When that was announced last month NHS clinics were sent a letter that said the number of people getting first vaccine doses would be much lower in April.
Matt Hancock said at the time that the roll-out to under-50s might have to be paused to make sure there were enough supplies to get through all the second doses that needed doing.
He said in a Downing Street press conference: ‘We’re on track to offer a first dose to everyone in priority groups one to nine by April 15.
‘While we deliver on that commitment, we also want to ensure that this offer reaches everyone in groups one to nine.

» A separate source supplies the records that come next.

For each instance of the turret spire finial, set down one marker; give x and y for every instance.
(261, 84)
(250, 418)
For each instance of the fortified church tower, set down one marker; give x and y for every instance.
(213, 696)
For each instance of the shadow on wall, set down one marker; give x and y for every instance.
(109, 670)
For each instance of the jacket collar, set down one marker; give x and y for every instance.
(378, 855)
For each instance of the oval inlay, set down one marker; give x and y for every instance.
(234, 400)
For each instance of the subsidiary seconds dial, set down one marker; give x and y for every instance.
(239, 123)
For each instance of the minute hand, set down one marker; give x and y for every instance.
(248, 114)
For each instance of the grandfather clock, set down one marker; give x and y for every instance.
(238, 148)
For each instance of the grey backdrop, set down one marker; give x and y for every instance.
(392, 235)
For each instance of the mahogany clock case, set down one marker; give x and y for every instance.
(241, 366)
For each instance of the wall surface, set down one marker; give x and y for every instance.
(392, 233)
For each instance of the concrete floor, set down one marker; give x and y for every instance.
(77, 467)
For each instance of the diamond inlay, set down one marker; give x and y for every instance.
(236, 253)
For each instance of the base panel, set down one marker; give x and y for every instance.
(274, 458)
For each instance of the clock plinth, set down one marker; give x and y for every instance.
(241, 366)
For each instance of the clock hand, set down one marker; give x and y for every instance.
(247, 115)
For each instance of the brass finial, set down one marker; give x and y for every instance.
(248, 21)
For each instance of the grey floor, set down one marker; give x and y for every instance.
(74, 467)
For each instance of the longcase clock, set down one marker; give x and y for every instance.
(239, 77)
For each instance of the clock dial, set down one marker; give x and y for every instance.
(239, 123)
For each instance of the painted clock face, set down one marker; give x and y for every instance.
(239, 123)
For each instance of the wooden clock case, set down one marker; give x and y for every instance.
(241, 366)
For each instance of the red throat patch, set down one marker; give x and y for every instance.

‘At the same time as opening up offers of vaccinations to all those who are 50 or above, we are going to do whatever it takes to reach all those in the most vulnerable groups who haven’t come forward yet before we move onto the next cohort, which is people in their 40s.
‘Before we forge ahead I want us to be confident that we’ve done everything we can to protect those most in need of protection and we will do all we can and do everything necessary to deliver the supplies that are contractually committed to protecting people in this country.’
The Government said it successfully hit the target of offering vaccines to everyone over the age of 50, with a long-term health condition, or who was a health or social care worker, by April 15.
This week it expanded the offer of first vaccine doses to people aged between 45 and 49.
Mr Hancock said the roll-out would expand to everyone in their forties ‘in line with supplies’.